One of Mac`s attempts to get noticed was especially lame, if off-the-cuff. According to the Sunday Times, he was seen outside court late last year, pledging to teach a band of unsmiling passers-by - his "supporters" he called them - how to toyi-toyi. It was so uninspired and awful that I applaud their staring back at him unmoved.

This points to rule number one in good PR and self-promotion: make sure you have something to say.

McBride has also fallen foul of this rule. In one report, he is quoted as saying that his opponents (those who use or sell Linux) do not believe in copyright protection, which has forced him to conclude that the future of the global economy hangs in the balance.

Well, you heard the man. Thank you, Darl.

Personally, I hate paying for software, or at least paying too much for it. I would especially hate paying for open source software, which has an important role to play in society, ideally allowing everyone to share in the wealth of information accumulated over the ages.

Show if you`re going to tell

The similarities continue. SCO has for some time resisted saying which software code violates the trade secrets belonging to it. Its long-standing failure to do so has led observers to comment that they don`t believe the Penguin is endangered at all.
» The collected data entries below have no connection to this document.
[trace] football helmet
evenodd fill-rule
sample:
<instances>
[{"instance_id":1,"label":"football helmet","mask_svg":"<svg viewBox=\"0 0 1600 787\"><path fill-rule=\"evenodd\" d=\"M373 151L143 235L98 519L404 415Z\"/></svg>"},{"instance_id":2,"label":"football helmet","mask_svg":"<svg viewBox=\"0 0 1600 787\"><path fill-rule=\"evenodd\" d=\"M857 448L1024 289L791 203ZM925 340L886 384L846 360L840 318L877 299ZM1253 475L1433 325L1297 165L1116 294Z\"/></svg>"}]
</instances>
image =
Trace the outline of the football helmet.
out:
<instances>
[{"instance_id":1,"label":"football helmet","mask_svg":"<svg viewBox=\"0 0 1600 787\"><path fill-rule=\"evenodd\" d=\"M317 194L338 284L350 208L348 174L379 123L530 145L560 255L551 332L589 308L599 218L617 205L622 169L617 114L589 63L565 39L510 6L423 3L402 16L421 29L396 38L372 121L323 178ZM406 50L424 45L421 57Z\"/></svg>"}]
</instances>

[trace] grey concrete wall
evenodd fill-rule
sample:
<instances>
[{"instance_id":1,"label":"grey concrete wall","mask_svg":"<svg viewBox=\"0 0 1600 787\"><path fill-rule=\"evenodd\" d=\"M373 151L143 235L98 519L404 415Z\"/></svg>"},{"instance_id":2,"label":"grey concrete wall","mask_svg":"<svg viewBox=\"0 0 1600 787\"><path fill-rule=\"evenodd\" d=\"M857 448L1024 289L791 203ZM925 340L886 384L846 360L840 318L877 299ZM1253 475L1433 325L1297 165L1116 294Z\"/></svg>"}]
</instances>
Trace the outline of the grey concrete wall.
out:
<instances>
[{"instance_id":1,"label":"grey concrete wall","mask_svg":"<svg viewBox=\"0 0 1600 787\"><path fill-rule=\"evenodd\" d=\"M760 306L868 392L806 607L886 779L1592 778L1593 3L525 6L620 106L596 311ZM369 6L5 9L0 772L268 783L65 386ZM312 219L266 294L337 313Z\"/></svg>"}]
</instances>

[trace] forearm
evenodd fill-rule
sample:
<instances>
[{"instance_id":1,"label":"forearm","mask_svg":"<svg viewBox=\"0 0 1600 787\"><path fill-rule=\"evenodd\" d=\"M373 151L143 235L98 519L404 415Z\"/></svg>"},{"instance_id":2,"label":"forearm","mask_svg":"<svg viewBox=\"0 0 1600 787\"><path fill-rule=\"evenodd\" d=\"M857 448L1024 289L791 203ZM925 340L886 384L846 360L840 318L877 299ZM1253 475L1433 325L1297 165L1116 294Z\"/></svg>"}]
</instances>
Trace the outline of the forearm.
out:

Now, the presiding judge has ordered it to hand this over, which stands to reason since this is the central tenet of its case. IBM, on the other hand, does not have to provide any source code to SCO.

According to the reports, SCO has in fact provided source code to IBM, but did so on a million printed pages, because it could do so "in the way it wanted". Never mind that it raised $50 million from a private placement to fund its fight, and seems not to care for the money-saving qualities of electronic formats.

This sounds a lot like old Mac and Mo again. Mac could only back up his claims of people being apartheid government spies by referring to a long list of (absent) documents that, he said, proved it. The list was a far cry from the small pack of documents brandished by the accusers in a television interview, which naturally made the commission tetchy.

By Maharaj`s own admission, the list was drawn up in haste and from memory, and in commission evidence leader Kessie Naidu`s words, the list is so voluminous that one would need trucks to haul its referenced content to the witness stand.

Novell champions the future

In my opinion, Novell hasn`t done many things right in the past, but the company has made a stunning comeback, championing the fight for Linux. In an open letter to McBride, Novell`s CEO claimed its sale of Unix to SCO in 1995 transferred neither copyright nor patents associated with it.

That, if true, would make SCO`s prospects look pretty bleak. And the questions Novell asked of SCO earlier this year still apply: What specific code was copied from Unix System V? Where can we find this code in Linux? Who copied this code? Why does this alleged copying infringe SCO`s intellectual property?

I never had much hope for the Mac-and-Mo show, but at least SCO can, by answering these questions, elevate this expensive, damaging suit to something beyond a sideshow.